Octavia Spencer, Taraji Henson et Janelle Monae, trio de choc des “Figures de l’ombre”. Copyright: 20th century fox.

> De quoi ça parle ? De l’histoire vraie de trois pionnières, des scientifiques afro-américaines qui, en rendant  possible la mise en orbite de l’astronaute John Glenn dans les années 60, firent tomber quelques préjugés de race et de genre.

> Le gros plus ? L’absence de pathos. Produit par Pharell Williams himself, Les Figures de l’ombre tire le portrait de trois battantes qui jamais ne se résignent et ne s’apitoient. Une véritable leçon de courage, tout en panache et en dignité, et un exemple à suivre et à se remémorer en cette Journée internationale des droits de la femme.

> Les actrices : Epatantes, surtout Taraji P. Henson, la star de la série Empire, qui se glisse ici dans la peau de Katherine Johnson, mathématicienne de génie qui fut la première femme noire à intégrer un service d’hommes blancs à la NASA.

> A savoir : Après un petit rôle dans Moonlight (dans lequel elle donnait déjà la réplique à Mahershala Ali, Oscar du second rôle masculin), la chanteuse de soul Janelle Monae fait une seconde incursion sur grand écran avec son rôle de femme ingénieur.
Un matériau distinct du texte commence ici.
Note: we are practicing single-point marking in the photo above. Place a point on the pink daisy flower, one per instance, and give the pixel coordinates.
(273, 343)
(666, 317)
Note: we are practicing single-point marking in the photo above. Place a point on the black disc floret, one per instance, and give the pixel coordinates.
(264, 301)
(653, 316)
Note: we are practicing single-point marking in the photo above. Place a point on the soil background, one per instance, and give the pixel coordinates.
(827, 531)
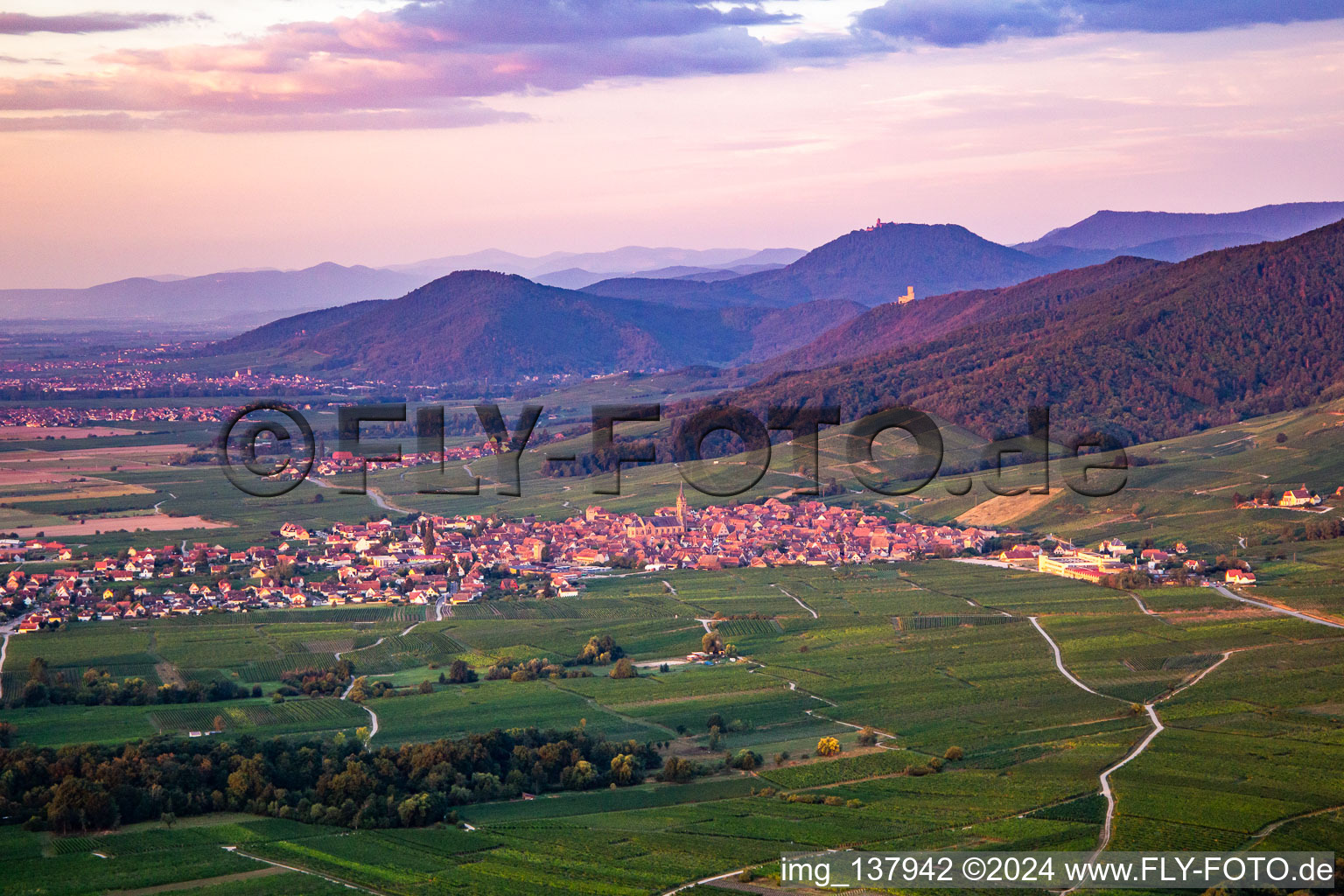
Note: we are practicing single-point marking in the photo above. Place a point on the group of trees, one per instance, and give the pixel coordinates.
(333, 782)
(458, 673)
(599, 650)
(97, 688)
(712, 644)
(531, 670)
(316, 682)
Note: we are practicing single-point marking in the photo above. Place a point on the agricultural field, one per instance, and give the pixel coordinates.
(930, 655)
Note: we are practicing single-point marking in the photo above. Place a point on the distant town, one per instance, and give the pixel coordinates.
(444, 562)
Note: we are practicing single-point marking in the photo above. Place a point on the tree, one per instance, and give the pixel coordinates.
(676, 770)
(80, 803)
(359, 690)
(599, 650)
(460, 673)
(38, 670)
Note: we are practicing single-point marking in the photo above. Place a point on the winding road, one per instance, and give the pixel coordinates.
(5, 630)
(797, 601)
(1060, 660)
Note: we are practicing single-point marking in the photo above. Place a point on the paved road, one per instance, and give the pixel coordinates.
(5, 630)
(1060, 660)
(800, 602)
(303, 871)
(1223, 590)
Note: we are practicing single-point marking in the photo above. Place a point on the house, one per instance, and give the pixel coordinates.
(1300, 497)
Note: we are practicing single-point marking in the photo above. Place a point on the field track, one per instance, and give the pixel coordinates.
(1223, 590)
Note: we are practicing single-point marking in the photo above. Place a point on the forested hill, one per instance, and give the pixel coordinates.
(890, 326)
(1226, 335)
(484, 326)
(870, 266)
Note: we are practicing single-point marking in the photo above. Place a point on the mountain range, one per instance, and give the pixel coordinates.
(1144, 348)
(872, 266)
(484, 326)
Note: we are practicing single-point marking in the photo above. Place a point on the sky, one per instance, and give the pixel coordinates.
(145, 137)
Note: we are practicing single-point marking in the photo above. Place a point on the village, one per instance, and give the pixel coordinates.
(445, 562)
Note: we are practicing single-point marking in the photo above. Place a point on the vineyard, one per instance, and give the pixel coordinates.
(922, 652)
(920, 622)
(298, 715)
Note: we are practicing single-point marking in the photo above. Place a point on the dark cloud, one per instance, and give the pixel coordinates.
(399, 69)
(80, 23)
(448, 116)
(958, 23)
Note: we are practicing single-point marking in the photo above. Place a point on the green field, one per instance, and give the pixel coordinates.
(932, 654)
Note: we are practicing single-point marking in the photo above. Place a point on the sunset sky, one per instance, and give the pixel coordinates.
(153, 137)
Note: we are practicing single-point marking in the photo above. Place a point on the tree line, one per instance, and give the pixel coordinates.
(331, 782)
(97, 688)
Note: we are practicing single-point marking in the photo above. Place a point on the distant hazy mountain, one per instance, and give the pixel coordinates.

> La séquence : Celle où le patron de Katherine (Kevin Costner, de retour au top) détruit la pancarte “Toilettes pour femmes de couleur” dans le bâtiment réservé aux employées afro-américaines, réalisant que sa collègue doit parcourir 1,5 km pour se rendre au petit coin chaque jour à cause des lois ségrégationnistes de l’époque.

> A voir si vous avez aimé La couleur des sentiments dans lequel jouait déjà Octavia Spencer, l’informaticienne des Figures de l’ombre.

De Theodore Melfi. USA, 2h06.

Et aussi :

> La confession. Romain Duris et Marine Vatch rejouent l’histoire d’amour platonique entre un religieux et une jeune communiste.  Une relecture moderne et vibrante de Léon Morin, prêtre après la version de Melville avec Jean-Paul Belmondo et Emmanuelle Riva.

> Miss Sloane. Jessica Chastain se glisse dans la garde robe chic de la lobbyiste la plus redoutée de Washington. Une belle performance d’actrice dans un film aux ficelles parfois un peu grosses.

> Monsieur et Madame Adelman. Nicolas Bedos conte une histoire d’amour sur plusieurs décennies entre un écrivain mégalo et sa femme restée dans l’ombre. Un premier film inégal mais touchant.